Su voz chirriaba, como una puerta mal engrasada.
– Sí -dijo Beate sonriendo con dulzura-. Queremos saber quién era Stine. Qué hacía. Qué le gustaba. Cuáles eran vuestros planes comunes. Esas cosas.
– ¿Esas cosas? -Grette miró a Beate y dejó el bolígrafo-. Íbamos a tener un hijo. Ése era el plan. Inseminación artificial. Ella esperaba que fueran gemelos. Dos más dos, decía siempre. Dos más dos. Estábamos a punto de empezar. Justo ahora -precisó cuando ya las lágrimas acudían a sus ojos.
– ¿Justo ahora?
– Hoy, creo. O mañana. ¿Qué fecha es hoy?
– Diecisiete -dijo Harry-. Llevabais un tiempo casados, ¿no?
– Diez años -dijo Grette-. No me habría importado que no quisieran jugar al tenis. No se puede obligar a los hijos a que les guste lo mismo que a sus padres, ¿verdad? A lo mejor habrían preferido montar a caballo. Montar a caballo está muy bien.

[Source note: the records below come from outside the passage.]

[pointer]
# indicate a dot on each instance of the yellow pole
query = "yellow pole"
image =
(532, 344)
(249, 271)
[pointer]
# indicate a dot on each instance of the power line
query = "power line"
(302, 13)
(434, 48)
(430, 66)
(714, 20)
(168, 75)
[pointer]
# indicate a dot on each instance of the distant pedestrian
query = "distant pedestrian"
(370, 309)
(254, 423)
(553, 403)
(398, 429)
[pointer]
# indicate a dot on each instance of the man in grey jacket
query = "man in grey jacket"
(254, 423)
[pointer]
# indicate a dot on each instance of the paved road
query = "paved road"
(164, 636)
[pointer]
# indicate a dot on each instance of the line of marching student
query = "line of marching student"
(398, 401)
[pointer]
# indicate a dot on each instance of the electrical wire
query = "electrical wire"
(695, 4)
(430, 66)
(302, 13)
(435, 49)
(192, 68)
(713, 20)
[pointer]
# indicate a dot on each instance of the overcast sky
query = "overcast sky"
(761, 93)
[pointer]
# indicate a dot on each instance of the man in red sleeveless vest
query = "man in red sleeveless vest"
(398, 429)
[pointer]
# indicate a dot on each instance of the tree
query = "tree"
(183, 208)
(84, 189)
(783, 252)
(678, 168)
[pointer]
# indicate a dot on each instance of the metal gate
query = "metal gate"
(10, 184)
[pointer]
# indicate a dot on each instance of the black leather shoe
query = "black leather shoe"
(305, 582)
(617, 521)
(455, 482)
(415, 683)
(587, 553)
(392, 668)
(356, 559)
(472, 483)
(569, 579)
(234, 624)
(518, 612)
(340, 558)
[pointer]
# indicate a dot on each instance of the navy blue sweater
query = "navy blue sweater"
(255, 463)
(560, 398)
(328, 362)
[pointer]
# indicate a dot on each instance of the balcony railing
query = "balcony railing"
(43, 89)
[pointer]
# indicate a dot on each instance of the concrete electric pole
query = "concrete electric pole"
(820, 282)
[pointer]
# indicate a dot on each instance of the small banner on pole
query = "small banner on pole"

– ¿Qué clase de persona era?
– Diez años -repitió Grette, volviéndose de nuevo hacia la ventana-. Nos conocimos en 1988. Yo ya había empezado mis estudios de economía y ella estaba en el último curso de la escuela de secundaria de Nissen. Era la chica más guapa que había visto en mi vida. Claro que eso es lo que dice todo el mundo, la más guapa es siempre la que no conseguiste y seguramente has olvidado. Pero, en el caso de Stine, era verdad. Y nunca dejaré de pensar que era la más guapa. Empezarnos a vivir juntos al mes de conocernos y permanecimos juntos día y noche durante tres años. Aun así, no me lo podía creer cuando aceptó convertirse en Stine Grette. Es extraño, ¿verdad? Cuando se ama tanto a alguien no entiendes que te pueda querer a ti. Debería ser al revés, ¿no?